7. That means that none of your QKC is actually spent. Effectively you get all your spent QKC back. In addition, whatever wallet has been doing all that mining just earned a bunch of QKC as a reward for doing all that mining effort, so you now have more QKC than you started with, AND you have all the goods (or other cryptocurrencies, or services, or whatnot) that you bought with your QKC whilst you were secretly mining.
Exactly how much time you need to spend all your QKC and ensure that your private copy of the chain definitely will win any consensus fight with any other fork is beyond my understanding of cryptocurrencies.

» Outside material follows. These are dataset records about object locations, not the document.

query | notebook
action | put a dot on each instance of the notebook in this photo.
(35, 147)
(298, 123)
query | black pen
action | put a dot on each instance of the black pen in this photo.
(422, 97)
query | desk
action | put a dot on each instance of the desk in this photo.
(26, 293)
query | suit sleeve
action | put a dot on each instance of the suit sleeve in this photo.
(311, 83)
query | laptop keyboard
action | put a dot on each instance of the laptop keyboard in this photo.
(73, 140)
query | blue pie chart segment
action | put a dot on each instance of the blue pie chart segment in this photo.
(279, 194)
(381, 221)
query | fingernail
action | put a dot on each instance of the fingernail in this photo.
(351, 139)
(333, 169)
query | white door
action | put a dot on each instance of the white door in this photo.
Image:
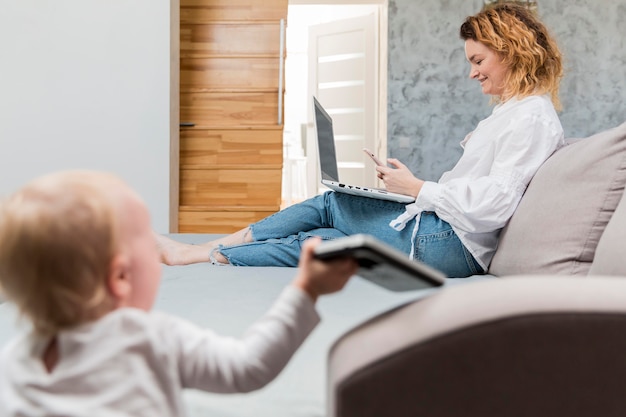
(343, 75)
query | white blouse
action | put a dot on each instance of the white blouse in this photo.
(133, 363)
(480, 194)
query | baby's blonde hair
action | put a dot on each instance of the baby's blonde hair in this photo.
(58, 235)
(525, 47)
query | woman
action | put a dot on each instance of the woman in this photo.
(454, 223)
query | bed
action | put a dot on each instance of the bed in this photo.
(228, 299)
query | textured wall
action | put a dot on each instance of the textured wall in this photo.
(432, 103)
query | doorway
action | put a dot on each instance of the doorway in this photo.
(300, 176)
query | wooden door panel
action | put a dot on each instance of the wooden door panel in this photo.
(230, 187)
(250, 39)
(209, 74)
(203, 11)
(222, 221)
(229, 109)
(231, 159)
(231, 148)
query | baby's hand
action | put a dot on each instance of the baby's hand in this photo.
(317, 277)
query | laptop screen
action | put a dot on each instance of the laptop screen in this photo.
(325, 143)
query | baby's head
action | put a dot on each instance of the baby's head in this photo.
(74, 246)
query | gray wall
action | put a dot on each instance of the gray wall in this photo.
(86, 84)
(432, 104)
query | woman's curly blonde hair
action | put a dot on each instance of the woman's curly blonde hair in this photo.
(525, 47)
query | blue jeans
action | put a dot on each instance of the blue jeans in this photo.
(278, 238)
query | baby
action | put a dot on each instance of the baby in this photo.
(79, 260)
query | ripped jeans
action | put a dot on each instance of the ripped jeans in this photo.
(278, 238)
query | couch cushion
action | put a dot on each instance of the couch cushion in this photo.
(557, 226)
(609, 258)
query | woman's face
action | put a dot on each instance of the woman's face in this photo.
(486, 67)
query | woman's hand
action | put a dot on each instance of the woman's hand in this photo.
(399, 179)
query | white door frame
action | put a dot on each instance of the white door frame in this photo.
(382, 65)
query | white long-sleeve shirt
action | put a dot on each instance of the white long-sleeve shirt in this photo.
(133, 363)
(480, 194)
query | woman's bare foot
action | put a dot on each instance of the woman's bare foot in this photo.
(172, 252)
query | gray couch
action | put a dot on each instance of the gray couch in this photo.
(548, 339)
(555, 231)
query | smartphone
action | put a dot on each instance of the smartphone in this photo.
(382, 264)
(374, 157)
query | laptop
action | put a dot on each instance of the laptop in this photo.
(328, 162)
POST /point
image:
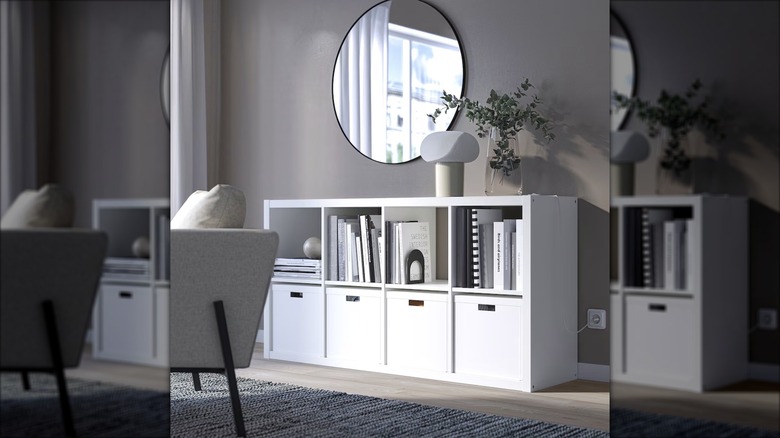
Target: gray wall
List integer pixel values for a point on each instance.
(281, 139)
(733, 48)
(108, 135)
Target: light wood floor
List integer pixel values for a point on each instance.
(578, 403)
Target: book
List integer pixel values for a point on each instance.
(415, 235)
(343, 246)
(486, 255)
(464, 275)
(519, 255)
(673, 237)
(502, 268)
(652, 244)
(479, 216)
(377, 256)
(358, 263)
(351, 232)
(511, 255)
(367, 264)
(333, 247)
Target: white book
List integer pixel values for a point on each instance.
(689, 254)
(361, 277)
(673, 232)
(519, 255)
(502, 269)
(352, 270)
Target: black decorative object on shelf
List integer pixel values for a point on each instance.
(415, 258)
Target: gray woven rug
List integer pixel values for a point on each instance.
(99, 409)
(625, 423)
(281, 410)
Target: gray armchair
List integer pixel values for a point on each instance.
(49, 280)
(219, 283)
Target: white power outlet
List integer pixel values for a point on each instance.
(767, 319)
(597, 319)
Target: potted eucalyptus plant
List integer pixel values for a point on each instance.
(671, 118)
(500, 119)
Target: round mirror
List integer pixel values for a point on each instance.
(623, 68)
(165, 87)
(390, 73)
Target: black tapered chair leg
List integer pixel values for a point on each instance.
(59, 372)
(196, 381)
(230, 370)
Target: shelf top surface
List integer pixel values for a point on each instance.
(131, 203)
(411, 201)
(673, 200)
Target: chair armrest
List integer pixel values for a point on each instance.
(207, 265)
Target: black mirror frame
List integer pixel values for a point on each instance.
(634, 85)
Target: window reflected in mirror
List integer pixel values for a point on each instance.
(389, 75)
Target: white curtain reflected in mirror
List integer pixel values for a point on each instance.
(359, 81)
(389, 75)
(623, 69)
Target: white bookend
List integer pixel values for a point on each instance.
(519, 255)
(415, 235)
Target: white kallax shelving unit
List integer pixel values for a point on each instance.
(130, 317)
(691, 336)
(523, 339)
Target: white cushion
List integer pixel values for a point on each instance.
(223, 206)
(50, 206)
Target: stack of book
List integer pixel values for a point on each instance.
(298, 268)
(656, 252)
(489, 249)
(355, 248)
(126, 268)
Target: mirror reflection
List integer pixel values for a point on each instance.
(623, 68)
(390, 73)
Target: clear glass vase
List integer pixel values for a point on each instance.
(496, 182)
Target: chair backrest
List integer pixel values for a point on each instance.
(61, 265)
(207, 265)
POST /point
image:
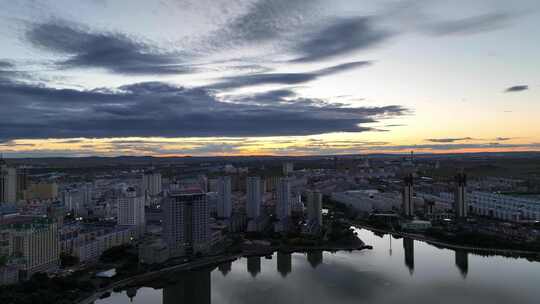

There are out-of-band mitigations possible; if it is abundantly clear what's going on and sufficient amounts of those who control major nodes all agree to just hardcode in their copy of the software that your chain, no matter how many blocks it has, is never selected as the consensus, then all your work is for naught. Etherium has run into a variant of this problem (it wasn't a 51% attack but something else). Everything happened just as I write: the majority of ethereum network movers and shakers chatted on forums and the like and decided to update their software (and their personal 'belief' of which of the many forks is the consensus fork) to disregard the one where a lot of eth was 'stolen'. But not quite everybody; a few decided not to update their software and stick with the rule that the one with the most is the consensus. That is now called 'etherium classic'.
*) Mining blocks are just blocks confirming all is well; they contain a proof of work which involves a random number added to the message. A mining block is valid if, when you hash it, the hash ends in a whole bunch of zeroes. The idea is that the only way to do this is to generate billions of random numbers, keep hashing the results, until you hit the jackpot and your hash ends up by sheer coincidence to end in the desired # of zeroes. At which point you publish this mining block on the chain. As part of doing that, the 'network' itself gives you some coin to pay you for your efforts, and the 'fork' that you put this block on is now more robust, in that the rule is that the consensus block is the one with the most mining blocks on it.
https://thenextweb.com/hardfork/2020/01/27/bitcoin-gold-51-p...
https://blog.coinbase.com/how-coinbase-views-proof-of-work-s...
Also, Ethereum is transitioning to proof of stake which will make attacks much more expensive because an attacker must acquire large amounts of ETH for each attack.